Penzance in Cornwall is popular with tourists as the port from which to board the "Scillionian" to the Isles of Scilly; the furthest point west in the United Kingdom to reach by railway; and the magnificent views of St. Michael's Mount. Few realise that it is the second largest natural and safest port in Cornwall or realise that it has its own small lighthouse.

The first pier (called the Old pier, but now the South pier) was built in 1766. It was extended in 1785 and 1812. In 1817 the Corporation obtained a Local Pier Act with the authority to light the harbour and placed a small lighthouse on the end of the quay to replace a lantern which had been washed away in a great storm in January of that year. This lighthouse was first lit in 1818 to warn vessels when there was 10 feet of water in the harbour. A second great storm on February 22nd to 23rd 1824 caused destruction again and the top of the lighthouse was carried away and part of the building removed from its base, thus effectively destroying the lighthouse.

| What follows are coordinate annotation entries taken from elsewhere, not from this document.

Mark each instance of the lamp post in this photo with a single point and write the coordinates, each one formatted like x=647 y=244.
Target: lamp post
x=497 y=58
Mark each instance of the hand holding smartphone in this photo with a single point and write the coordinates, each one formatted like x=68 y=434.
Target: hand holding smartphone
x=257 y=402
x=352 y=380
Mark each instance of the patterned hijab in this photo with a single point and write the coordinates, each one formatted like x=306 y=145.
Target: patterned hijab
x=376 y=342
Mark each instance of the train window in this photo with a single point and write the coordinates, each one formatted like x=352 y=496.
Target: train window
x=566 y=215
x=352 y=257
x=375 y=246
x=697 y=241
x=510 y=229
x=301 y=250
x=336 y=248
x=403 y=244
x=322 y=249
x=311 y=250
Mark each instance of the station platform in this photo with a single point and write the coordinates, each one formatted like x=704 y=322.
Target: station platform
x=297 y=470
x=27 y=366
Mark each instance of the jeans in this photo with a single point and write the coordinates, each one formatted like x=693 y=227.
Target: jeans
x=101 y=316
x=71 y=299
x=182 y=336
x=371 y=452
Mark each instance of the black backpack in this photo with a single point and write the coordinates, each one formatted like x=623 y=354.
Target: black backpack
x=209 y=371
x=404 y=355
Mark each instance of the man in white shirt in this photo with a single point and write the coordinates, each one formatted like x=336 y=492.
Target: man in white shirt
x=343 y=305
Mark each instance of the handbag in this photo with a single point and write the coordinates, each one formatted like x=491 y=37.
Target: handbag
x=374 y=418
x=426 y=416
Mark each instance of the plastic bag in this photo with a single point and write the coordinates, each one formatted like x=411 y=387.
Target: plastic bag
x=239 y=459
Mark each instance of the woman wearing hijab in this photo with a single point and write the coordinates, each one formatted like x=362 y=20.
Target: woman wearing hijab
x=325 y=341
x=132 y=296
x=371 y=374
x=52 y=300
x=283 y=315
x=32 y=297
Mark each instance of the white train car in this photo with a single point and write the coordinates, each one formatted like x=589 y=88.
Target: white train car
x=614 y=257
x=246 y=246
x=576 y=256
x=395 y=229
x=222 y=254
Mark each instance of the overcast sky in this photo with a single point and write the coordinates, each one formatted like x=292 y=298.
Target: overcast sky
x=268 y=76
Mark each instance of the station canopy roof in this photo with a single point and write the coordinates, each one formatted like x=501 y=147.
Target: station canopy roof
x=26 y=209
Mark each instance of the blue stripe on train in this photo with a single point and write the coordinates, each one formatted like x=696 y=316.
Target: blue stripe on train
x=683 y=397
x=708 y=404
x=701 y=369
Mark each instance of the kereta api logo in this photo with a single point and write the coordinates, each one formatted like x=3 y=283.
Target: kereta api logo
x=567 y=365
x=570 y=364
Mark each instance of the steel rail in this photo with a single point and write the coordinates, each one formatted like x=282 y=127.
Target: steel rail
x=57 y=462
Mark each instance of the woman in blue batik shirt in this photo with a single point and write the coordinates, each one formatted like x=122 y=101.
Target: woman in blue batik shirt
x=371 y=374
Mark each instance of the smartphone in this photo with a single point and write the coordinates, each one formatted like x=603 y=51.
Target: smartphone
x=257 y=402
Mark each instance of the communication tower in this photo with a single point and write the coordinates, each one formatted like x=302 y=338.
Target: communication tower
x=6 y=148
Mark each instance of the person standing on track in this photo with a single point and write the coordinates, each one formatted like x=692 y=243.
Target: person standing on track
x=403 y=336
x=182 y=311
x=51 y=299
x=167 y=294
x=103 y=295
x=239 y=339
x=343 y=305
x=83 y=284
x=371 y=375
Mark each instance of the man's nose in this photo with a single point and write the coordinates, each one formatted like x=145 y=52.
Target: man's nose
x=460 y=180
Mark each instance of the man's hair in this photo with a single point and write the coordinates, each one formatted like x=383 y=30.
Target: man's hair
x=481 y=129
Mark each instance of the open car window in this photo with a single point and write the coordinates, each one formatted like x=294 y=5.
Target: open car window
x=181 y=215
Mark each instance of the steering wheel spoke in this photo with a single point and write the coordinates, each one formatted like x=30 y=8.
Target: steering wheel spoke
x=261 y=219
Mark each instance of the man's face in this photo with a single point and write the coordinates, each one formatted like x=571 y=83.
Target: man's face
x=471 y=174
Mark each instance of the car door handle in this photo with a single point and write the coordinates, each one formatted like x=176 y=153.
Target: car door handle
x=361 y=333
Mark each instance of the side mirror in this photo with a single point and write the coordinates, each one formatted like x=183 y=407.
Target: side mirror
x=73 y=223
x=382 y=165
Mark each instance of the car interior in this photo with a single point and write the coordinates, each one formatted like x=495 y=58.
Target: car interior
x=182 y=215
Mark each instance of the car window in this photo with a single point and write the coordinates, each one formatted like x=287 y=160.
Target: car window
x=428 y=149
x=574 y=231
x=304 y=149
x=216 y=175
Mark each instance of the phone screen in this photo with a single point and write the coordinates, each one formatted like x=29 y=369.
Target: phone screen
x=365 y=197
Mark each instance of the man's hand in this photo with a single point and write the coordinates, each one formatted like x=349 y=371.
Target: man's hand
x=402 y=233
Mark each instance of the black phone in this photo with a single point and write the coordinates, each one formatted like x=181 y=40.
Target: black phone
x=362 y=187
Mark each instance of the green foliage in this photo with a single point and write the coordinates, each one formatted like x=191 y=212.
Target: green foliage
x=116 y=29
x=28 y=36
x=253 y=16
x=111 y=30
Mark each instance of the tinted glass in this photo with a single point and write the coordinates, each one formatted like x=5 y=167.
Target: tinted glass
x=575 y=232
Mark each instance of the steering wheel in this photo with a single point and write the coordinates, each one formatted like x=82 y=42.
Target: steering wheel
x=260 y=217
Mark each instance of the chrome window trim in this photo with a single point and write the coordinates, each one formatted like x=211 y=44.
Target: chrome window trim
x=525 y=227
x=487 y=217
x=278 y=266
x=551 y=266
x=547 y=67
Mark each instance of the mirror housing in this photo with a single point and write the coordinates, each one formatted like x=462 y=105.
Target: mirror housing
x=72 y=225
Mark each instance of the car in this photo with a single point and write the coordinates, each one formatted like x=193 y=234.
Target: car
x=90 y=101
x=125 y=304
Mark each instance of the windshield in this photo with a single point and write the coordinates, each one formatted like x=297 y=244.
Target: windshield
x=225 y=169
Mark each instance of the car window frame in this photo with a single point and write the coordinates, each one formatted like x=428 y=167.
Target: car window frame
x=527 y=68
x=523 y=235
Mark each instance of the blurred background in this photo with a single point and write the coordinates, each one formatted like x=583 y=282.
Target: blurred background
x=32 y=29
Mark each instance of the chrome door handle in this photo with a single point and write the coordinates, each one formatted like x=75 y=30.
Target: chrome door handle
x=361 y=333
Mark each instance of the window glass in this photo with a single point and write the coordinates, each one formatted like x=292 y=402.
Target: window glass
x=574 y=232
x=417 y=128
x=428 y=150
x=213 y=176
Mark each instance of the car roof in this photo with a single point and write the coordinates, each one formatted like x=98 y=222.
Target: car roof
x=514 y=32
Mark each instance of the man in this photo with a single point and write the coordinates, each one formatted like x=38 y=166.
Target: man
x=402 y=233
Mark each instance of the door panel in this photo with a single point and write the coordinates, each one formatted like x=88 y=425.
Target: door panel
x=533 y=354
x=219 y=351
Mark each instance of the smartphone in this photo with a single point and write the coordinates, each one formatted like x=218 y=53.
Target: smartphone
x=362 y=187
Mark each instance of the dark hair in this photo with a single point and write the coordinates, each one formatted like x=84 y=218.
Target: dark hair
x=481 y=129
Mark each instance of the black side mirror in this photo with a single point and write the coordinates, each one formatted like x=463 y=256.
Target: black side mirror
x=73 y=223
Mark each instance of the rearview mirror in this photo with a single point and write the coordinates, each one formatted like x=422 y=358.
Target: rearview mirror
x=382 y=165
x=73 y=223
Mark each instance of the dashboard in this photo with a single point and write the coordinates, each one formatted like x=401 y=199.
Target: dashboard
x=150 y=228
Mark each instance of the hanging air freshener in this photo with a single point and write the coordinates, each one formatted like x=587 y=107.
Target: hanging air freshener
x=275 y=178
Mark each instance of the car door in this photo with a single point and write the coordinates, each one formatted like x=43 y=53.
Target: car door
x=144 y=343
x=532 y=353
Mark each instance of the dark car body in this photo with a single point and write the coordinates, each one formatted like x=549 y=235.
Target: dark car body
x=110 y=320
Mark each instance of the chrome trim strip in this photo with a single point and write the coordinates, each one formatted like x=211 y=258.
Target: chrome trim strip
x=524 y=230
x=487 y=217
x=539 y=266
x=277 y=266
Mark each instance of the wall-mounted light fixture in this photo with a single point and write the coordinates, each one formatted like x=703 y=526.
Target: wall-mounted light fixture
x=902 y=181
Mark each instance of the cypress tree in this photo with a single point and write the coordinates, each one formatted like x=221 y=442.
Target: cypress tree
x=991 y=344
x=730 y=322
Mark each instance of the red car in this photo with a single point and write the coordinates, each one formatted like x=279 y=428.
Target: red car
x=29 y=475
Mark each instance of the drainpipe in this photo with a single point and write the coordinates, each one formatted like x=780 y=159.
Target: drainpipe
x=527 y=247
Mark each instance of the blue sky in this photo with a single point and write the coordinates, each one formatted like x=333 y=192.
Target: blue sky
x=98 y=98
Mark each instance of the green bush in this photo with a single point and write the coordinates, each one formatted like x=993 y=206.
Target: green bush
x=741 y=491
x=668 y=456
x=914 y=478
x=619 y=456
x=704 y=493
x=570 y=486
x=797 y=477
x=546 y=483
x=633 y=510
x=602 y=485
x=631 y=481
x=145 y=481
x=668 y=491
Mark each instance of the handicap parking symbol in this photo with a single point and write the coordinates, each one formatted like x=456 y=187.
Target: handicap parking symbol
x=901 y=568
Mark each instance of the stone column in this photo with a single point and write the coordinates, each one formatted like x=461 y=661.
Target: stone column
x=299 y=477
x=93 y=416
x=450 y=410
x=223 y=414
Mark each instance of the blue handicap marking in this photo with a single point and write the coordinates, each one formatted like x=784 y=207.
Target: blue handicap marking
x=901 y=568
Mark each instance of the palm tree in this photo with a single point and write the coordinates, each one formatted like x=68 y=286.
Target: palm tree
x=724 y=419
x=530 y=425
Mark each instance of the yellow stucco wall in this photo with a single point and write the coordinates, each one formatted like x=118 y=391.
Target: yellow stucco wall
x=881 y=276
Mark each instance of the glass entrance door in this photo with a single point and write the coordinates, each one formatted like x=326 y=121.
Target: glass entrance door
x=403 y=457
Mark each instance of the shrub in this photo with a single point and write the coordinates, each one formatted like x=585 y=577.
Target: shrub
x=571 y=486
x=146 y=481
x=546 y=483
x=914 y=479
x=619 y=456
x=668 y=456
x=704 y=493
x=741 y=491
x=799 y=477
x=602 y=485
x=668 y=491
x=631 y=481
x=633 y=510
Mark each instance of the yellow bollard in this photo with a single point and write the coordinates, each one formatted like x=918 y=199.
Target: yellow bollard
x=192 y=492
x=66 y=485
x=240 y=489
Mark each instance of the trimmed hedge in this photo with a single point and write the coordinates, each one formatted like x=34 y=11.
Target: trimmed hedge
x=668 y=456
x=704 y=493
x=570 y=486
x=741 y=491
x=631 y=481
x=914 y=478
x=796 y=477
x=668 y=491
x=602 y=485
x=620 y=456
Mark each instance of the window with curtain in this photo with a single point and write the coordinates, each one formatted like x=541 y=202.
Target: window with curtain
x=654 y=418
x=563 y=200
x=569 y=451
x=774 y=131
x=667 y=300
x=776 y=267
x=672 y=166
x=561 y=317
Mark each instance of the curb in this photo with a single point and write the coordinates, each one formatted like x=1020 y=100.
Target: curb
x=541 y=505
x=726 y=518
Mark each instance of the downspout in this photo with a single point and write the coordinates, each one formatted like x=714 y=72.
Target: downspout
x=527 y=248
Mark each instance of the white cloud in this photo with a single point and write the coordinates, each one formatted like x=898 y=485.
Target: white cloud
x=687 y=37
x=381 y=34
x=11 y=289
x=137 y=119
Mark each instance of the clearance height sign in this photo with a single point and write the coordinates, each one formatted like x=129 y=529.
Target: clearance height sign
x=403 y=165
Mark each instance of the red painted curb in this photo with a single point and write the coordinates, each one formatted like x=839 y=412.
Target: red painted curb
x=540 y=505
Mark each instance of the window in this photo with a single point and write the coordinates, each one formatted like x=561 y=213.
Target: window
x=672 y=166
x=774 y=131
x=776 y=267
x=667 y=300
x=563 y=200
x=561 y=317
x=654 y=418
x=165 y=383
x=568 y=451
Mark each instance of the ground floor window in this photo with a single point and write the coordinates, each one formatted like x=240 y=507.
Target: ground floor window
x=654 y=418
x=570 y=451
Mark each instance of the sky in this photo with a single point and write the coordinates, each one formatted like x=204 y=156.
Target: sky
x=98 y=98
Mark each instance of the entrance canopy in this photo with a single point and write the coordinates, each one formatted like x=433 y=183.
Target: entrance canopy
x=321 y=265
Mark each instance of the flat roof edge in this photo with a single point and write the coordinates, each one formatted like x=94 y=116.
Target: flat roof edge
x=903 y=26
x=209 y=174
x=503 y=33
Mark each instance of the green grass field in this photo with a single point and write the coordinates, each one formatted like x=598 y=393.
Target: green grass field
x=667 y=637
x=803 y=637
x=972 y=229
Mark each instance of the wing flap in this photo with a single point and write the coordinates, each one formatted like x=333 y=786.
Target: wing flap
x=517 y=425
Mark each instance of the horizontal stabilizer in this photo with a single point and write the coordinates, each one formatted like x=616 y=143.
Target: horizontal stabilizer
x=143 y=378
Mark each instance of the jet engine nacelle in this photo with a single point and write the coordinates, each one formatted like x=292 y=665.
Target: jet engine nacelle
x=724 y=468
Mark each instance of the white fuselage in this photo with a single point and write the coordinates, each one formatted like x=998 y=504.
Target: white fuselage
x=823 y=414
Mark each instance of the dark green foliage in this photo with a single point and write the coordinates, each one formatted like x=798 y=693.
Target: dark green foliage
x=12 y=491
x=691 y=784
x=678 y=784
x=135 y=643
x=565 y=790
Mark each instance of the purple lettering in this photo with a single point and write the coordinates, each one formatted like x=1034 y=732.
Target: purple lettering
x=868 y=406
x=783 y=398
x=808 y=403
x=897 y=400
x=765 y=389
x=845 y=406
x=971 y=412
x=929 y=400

In 1825 the Corporation resolved to replace it with a similar one which was described by the engineer and surveyor to the local authority, John Mathews, to a delegation of Lighthouse Commissioners visiting Penzance in 1859 as a very poor lighthouse with the light being a common Argand lamp exhibited from a wooden shed on the end on the pier.

During the 1830s various proposals were made for the construction of railways in Cornwall, one of which was suggested in November 1836 involving the extension of the breakwater ¾ mile seaward in an easterly direction with a lighthouse on its extremity, but nothing came of that idea.

The South pier was again extended starting in December 1852 and after its completion in 1855 a new cast iron lighthouse was erected at its seaward end. The height of the white painted tower was 34 feet from base to vane and was made at the Copperhouse Foundry of Messrs. Sandy Vivian & Co. The tower cost £ 318 and the lantern and apparatus a further £ 219.80.

The light went into service on 1st August 1855 and was visible for 9 miles at a height of 33 feet above high water showing an occulting light eclipsed twice for 2 seconds in 7 seconds and then visible for 23 seconds.

The light itself was a 5th order dioptric, fuelled by colza oil except in stormy weather in the winter when whale sperm oil was used on the basis that a full lamp supply of cheap colza oil would only last 14 hours but a full lamp supply of expensive sperm oil would last a much longer time thus saving the keeper a perilous journey down the storm lashed pier in the height of a gale. It was lit to show a red light when there was less than 15 feet of water at the pier head and green when a greater depth with the remaining sector being white. For this the keeper received the princely sum of 75p a week and as no dues were collected for the light the local authority maintained it.

In December 1874 the power supply was changed over to gas and in due course changed again to electricity. There used to be a gallery around the lantern but by the 1950s it was removed.